Last week, I found myself simultaneously confounded and fascinated by a conversation on the internal Microsoft SQL Server discussion list. If you know me at all, you know that I had to toss in my two cents, but I’m getting ahead of myself.
The thread started with a question from an application development consultant in the field: which is better to hold a blank value: NULL or an empty string? Before I had a chance to chime in, a couple of other folks responded. One wrote “avoid NULLs if you can”, and the other said, “IMHO, NULLs are way overused.”
Well, I had to take a contrarian view. NULLity is good. In fact, NULLity is way good. If one understands it and how it works in the database, I don’t think it can responsibly be “avoided,” and if one is following sound database design practices, I don’t think it can be “overused.”
Later conversation raised the legitimate point that there are databases out in the world that were designed by people who perhaps didn’t possess the requisite skills for such an undertaking. A lot of folks are dealing with poor designs that they’ve inherited and can’t change. In this sense, at least, I’m fortunate to work in an ivory tower: there’s nobody around me who’s designing databases who shouldn’t be running with that particular pair of scissors. To use another “sharp object” metaphor, NULLity is a tool, like a chainsaw is a tool. Use a chainsaw correctly, and you can heat your house for the winter. Use a chainsaw incorrectly, and you won’t be able to walk to the woods to cut down your trees.
So, in the interest of promoting the responsible use of chainsaws.. I mean, NULLs.. I humbly present a brief discourse on what NULLity means, how it works in the database, how to use it, and examples of its misuse. This post is a refactoring of what I wrote to the SQL Server discussion list on the topic.
NULL means “unknown”. When designing a table, one of the properties we set on each column is whether this is a legal response. If we MUST have an answer (for either business rule or data integrity reasons, for example), then we set the column to NOT NULL -- we’re saying “I don’t know” is not a workable response for this column.
When designing a table, I apply the following maxim when setting the NULLity characteristic on a column: if there’s a possibility that we’re not going to receive user input for a value that the user knows and we don’t, then we must allow NULLs (this falls under the general category of “respecting our ignorance”). It’s when NOT NULL is erroneously applied to columns that “workarounds” are applied to the data (“corruptions” might be a more accurate description), most likely to harmful effect.

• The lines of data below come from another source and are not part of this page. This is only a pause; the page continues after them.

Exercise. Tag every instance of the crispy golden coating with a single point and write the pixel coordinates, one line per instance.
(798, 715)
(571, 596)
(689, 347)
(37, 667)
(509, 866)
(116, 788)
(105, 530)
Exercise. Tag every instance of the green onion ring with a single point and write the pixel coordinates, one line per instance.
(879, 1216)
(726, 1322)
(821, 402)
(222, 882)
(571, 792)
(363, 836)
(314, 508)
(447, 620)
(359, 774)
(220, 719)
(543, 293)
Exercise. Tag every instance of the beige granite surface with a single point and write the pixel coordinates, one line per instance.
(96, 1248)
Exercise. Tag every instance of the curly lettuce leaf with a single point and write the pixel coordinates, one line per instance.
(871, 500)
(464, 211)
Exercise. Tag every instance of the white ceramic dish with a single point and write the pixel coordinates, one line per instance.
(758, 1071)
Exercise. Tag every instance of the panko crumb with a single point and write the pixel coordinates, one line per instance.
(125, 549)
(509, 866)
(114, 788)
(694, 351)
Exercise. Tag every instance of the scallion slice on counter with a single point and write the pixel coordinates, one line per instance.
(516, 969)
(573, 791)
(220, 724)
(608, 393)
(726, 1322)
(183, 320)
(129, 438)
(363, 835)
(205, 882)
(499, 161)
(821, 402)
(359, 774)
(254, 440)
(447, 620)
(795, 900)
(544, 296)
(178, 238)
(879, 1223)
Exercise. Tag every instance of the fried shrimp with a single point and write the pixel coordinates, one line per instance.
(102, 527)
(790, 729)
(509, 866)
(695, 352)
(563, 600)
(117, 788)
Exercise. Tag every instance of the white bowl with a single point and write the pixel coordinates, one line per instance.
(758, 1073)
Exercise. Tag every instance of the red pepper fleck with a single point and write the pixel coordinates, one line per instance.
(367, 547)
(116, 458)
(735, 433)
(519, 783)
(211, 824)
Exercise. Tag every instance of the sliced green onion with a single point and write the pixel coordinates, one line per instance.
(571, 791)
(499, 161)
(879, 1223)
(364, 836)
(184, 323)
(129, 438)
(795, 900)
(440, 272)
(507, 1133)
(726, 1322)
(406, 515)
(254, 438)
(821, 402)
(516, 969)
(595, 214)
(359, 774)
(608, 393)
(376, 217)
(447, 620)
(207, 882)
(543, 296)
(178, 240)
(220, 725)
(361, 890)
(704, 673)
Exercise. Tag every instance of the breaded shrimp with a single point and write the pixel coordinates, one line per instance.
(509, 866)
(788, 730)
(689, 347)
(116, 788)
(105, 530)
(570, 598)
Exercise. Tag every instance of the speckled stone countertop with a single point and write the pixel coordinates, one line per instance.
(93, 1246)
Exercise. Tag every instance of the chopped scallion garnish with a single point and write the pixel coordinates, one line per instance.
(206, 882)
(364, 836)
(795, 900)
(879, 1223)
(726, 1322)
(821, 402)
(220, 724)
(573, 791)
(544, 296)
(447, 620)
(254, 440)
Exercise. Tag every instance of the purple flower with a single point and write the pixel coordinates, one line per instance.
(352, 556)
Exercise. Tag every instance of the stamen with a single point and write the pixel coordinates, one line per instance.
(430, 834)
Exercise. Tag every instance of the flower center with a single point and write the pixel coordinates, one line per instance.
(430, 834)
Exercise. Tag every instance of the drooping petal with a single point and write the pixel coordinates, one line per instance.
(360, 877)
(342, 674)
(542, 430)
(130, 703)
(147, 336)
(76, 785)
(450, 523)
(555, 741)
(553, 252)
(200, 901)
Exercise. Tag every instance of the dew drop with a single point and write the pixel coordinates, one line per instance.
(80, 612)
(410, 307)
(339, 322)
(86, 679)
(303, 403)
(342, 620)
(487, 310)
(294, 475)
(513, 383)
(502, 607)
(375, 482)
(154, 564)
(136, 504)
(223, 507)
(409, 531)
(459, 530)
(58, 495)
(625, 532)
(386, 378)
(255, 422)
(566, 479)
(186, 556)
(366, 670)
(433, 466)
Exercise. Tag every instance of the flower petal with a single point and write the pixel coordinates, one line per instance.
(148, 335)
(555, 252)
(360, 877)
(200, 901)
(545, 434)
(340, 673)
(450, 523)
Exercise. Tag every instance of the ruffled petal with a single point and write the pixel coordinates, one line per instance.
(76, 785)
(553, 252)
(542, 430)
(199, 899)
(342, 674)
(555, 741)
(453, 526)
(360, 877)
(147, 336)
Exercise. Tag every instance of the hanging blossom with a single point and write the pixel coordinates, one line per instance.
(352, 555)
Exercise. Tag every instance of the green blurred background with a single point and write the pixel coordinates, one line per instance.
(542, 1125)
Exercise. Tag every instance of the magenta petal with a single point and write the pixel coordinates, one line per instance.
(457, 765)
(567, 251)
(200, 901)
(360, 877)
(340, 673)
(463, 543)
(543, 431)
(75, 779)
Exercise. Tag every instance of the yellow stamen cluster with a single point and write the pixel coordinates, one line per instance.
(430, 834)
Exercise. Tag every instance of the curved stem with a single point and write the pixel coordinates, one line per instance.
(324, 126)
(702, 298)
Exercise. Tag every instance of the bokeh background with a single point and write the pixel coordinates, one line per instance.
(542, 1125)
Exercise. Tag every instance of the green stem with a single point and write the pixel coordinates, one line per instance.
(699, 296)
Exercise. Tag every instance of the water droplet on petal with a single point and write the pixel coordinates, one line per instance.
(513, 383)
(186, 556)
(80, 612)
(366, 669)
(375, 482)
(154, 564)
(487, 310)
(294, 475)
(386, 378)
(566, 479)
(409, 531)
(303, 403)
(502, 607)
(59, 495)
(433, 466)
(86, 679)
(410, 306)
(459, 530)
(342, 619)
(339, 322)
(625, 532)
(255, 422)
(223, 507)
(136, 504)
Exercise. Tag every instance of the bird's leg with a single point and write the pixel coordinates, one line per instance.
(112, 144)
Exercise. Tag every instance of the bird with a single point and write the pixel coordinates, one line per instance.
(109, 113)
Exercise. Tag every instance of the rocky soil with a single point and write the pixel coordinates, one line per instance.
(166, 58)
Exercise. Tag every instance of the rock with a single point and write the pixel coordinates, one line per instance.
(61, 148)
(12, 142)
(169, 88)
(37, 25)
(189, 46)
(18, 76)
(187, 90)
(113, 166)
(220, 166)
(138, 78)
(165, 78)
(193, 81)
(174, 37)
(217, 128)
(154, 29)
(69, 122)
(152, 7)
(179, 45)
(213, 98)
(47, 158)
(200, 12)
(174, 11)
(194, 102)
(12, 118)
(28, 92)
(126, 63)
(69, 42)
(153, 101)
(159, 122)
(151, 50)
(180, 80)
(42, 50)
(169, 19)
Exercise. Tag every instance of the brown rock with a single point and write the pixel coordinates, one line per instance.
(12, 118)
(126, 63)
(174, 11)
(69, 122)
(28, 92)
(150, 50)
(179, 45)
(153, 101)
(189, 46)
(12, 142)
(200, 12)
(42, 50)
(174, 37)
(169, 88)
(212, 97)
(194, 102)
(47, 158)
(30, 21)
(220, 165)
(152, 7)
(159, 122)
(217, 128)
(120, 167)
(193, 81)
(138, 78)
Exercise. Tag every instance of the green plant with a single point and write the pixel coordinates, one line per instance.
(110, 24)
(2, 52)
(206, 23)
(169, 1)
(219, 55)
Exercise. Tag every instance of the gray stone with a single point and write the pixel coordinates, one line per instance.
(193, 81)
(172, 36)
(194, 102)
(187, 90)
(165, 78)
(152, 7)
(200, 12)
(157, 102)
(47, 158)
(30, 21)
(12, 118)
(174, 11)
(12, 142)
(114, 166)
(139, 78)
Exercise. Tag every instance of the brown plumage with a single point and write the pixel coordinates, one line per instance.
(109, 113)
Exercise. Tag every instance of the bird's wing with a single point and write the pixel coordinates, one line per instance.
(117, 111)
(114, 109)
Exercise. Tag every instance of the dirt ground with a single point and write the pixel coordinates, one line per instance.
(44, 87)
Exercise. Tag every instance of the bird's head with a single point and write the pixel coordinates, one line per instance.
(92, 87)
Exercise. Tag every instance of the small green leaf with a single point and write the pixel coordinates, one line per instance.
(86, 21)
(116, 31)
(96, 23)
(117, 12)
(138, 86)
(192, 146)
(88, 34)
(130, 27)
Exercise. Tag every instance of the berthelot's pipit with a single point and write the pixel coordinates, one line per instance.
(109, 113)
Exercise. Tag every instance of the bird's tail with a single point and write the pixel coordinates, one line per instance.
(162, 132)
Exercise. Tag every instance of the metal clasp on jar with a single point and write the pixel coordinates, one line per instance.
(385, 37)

Let’s run through a couple of examples.
Consider an nvarchar(50) column, CityOfBirth. The intent of the column is to hold the name of a person’s birth city (“Torrance”, “Toronto”, “Bradenton”, etc.). There are times, though, when we might not know this information. What do we put in the column then? My answer would be NULL, of course, because we don’t know. But let’s imagine for a minute that CityOfBirth has been defined as NOT NULL. We MUST supply an answer. This is where the blank string comes in, and those unfamiliar with the tenets of sound database design might think it’s no big deal.
Well, I think it’s a big deal.
The great thing about NULLs is, since they symbolize the absence of data, they fall out of JOINs -- if a value is unknown to us, then it can’t be matched to any other value, can it? If we select two random people and we don’t know where they were born, does that mean that they were born in the same place? The blank string in the database says “yes”; the NULL says “we don’t know because we don’t have data”.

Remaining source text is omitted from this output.